After an elevator ride, they walked down a hallway which Jordan assumed led to a conference room of some type. Jordan turned her face toward a closed office door where a series of grunts and the sounds of moving furniture were punctuated by a string of words that made her eyebrows shoot up.
"I'm sorry, that's the new guy. He just got here this morning, He wasn't happy with the way his office was set up. I remember him from Quantico; hot, but a real asshole. Between you and me, I don't think he's looking forward to a New England winter."
Mayer lead Jordan into a small meeting room which was lined with tack boards covered with pictures and information from the case of the missing man from Chicago along with everything they had from that morning. Jordan was looking at the pictures taken at the scene when there was a commotion at the door.
"Mayer, you know where I can find a new cord for my PC? This one's a piece of ........damn."
Jordan felt the floor open up under her feet when she heard the voice behind her. She put a hand to her mouth and didn't dare turn around. It had to be just a figment of her imagination.
"Jordan?"
Jordan turned around and looked into her son's eyes. Only they were older and colder then she remembered. She quickly regrouped and ran her suddenly damp hands down her pant legs.
"What the hell are you doing here?"
Woody looked away for a second and smiled. At first glance he thought she had changed. She was somehow, softer. Then she opened her mouth and he realized five years hadn't changed her a bit. He wondered if the back of her knees were still ticklish.
"The dark side of the moon got a little boring and I wanted to see a Patriots game live."
"You've changed"
"You haven't."
He fought the image of her and Winslow together that flashed through his mind.
Mayer was watching them like the final match at Wimbledon. She couldn't hold her curiosity any longer.
"You know each other?"
"Use to, a long time ago." Woody said almost to himself.
Jordan regained the feeling back in her feet and decided it was time to make a hasty exit. She looked at her watch.
"Ah, I have an appointment I have to get to. It completely slipped my mind. Agent Mayer would it be too much of a problem if you stopped by my office say first thing tomorrow. Thanks."
Jordan quickly made her way out of the room. She tried to get to the hallway, but not before Woody reached out to grab her arm.
"I'm sorry Jordan. I wasn't planning this."
Jordan held her breath and smoothly extricated herself from his hand. She wanted to ask if he was sorry he was back or if he was sorry he ran in to her.

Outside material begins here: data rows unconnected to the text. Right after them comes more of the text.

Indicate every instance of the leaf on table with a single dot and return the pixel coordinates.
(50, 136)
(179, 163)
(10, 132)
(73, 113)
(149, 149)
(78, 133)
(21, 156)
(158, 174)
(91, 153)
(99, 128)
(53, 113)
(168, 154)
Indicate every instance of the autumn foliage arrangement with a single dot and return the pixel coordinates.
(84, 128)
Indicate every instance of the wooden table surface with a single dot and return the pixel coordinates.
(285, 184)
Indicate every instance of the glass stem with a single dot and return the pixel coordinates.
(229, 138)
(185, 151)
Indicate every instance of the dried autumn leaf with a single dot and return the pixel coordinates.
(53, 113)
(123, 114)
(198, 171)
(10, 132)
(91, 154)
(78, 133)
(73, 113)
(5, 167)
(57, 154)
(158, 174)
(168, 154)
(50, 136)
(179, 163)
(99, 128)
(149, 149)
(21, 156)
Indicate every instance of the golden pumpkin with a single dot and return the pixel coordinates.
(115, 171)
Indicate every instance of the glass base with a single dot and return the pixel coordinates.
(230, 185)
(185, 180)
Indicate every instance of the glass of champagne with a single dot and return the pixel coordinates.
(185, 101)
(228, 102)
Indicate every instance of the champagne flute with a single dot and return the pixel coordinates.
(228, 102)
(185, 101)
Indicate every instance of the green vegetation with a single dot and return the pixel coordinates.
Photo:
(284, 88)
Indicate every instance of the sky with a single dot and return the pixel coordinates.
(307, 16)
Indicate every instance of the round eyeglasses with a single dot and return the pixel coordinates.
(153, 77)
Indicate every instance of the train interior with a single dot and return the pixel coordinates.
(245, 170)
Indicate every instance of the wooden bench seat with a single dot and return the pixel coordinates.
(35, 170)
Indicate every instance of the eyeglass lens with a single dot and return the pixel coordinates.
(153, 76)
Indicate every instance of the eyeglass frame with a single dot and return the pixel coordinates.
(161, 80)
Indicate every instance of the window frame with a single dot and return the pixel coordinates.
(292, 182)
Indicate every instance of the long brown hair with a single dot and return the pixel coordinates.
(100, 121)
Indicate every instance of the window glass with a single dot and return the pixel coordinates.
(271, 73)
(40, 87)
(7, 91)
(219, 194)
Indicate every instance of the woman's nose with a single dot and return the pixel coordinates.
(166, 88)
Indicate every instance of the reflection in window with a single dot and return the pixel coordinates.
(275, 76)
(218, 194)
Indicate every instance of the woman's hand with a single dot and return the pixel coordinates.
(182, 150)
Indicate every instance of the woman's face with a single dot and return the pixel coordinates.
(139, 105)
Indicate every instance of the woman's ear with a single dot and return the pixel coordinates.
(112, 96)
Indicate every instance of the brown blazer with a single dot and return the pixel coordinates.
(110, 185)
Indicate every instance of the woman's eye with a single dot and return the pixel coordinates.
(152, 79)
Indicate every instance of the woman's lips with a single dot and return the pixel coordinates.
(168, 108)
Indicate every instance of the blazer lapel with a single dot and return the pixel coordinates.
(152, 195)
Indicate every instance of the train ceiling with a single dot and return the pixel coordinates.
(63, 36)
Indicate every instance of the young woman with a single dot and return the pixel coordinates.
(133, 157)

Instead she just turned and, as gracefully as possible, made her way out of the building. She couldn't remember if she exhaled until she opened the lobby door and felt the crisp late autumn breeze in her hair.
Woody stood in the hallway and watched her retreating figure. He could hear Mayer's voice asking what was going on. He walked back to his office and shut the door. A few seconds later the loud crash brought people out of their own offices. Woody opened his door and calmly walked out, shutting the door behind him.
"Don't worry about that cord Mayer; I'll pick one up when I go buy a new monitor."
Straightening his tie he walked down the hallway to his new boss's office.